Existing monocular video relighting methods struggle to simultaneously achieve illumination fidelity and temporal coherence, while lacking joint controllability over camera trajectories and lighting. This paper proposes a controllable 4D video generation framework that decouples geometry, motion, and illumination signals to enable coordinated manipulation of camera pose and lighting. Methodologically: (1) We introduce a dynamic point cloud representation with differentiable relighting projection to precisely separate geometric structure from illumination; (2) We design Light-Syn, a degradation-aware synthetic pipeline, to generate multi-view, multi-illumination training data; (3) We integrate text- and background-conditioned diffusion models to support high-fidelity relighting and novel-view synthesis.
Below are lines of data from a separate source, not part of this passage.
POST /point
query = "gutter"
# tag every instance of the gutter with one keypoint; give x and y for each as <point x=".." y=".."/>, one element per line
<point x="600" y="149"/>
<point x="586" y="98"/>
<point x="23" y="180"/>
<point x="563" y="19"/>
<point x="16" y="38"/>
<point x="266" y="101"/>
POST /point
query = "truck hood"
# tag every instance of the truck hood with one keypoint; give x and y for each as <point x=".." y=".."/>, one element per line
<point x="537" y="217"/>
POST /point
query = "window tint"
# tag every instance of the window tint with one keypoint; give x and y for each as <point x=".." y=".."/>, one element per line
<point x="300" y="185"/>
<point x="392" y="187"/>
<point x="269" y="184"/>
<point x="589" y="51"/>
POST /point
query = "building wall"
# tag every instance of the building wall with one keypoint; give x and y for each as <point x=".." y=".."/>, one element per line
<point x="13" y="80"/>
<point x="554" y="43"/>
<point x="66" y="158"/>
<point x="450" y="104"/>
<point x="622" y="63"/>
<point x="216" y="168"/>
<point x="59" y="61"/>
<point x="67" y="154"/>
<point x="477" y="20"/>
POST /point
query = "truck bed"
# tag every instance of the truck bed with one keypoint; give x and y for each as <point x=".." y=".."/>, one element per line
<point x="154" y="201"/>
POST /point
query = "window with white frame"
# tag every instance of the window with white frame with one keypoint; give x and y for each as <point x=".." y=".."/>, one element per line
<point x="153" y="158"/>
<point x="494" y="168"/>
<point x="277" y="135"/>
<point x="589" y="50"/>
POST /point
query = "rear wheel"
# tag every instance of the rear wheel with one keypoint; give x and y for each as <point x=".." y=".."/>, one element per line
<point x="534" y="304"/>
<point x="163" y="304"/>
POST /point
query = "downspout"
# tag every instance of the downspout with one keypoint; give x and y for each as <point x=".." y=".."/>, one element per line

Experiments demonstrate that our method significantly improves visual quality and temporal consistency under joint control, outperforming state-of-the-art approaches across diverse text prompts and background conditions.
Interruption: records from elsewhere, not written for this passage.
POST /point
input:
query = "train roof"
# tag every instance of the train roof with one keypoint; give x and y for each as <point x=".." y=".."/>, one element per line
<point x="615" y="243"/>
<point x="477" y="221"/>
Recent advances in illumination control extend image-based methods to video, yet still facing a trade-off between lighting fidelity and temporal consistency. Moving beyond relighting, a key step toward generative modeling of real-world scenes is the joint control of camera trajectory and illumination, since visual dynamics are inherently shaped by both geometry and lighting. To this end, we present Light-X, a video generation framework that enables controllable rendering from monocular videos with both viewpoint and illumination control. 1) We propose a disentangled design that decouples geometry and lighting signals: geometry and motion are captured via dynamic point clouds projected along user-defined camera trajectories, while illumination cues are provided by a relit frame consistently projected into the same geometry. These explicit, fine-grained cues enable effective disentanglement and guide high-quality illumination. 2) To address the lack of paired multi-view and multi-illumination videos, we introduce Light-Syn, a degradation-based pipeline with inverse-mapping that synthesizes training pairs from in-the-wild monocular footage. This strategy yields a dataset covering static, dynamic, and AI-generated scenes, ensuring robust training. Extensive experiments show that Light-X outperforms baseline methods in joint camera-illumination control and surpasses prior video relighting methods under both text- and background-conditioned settings.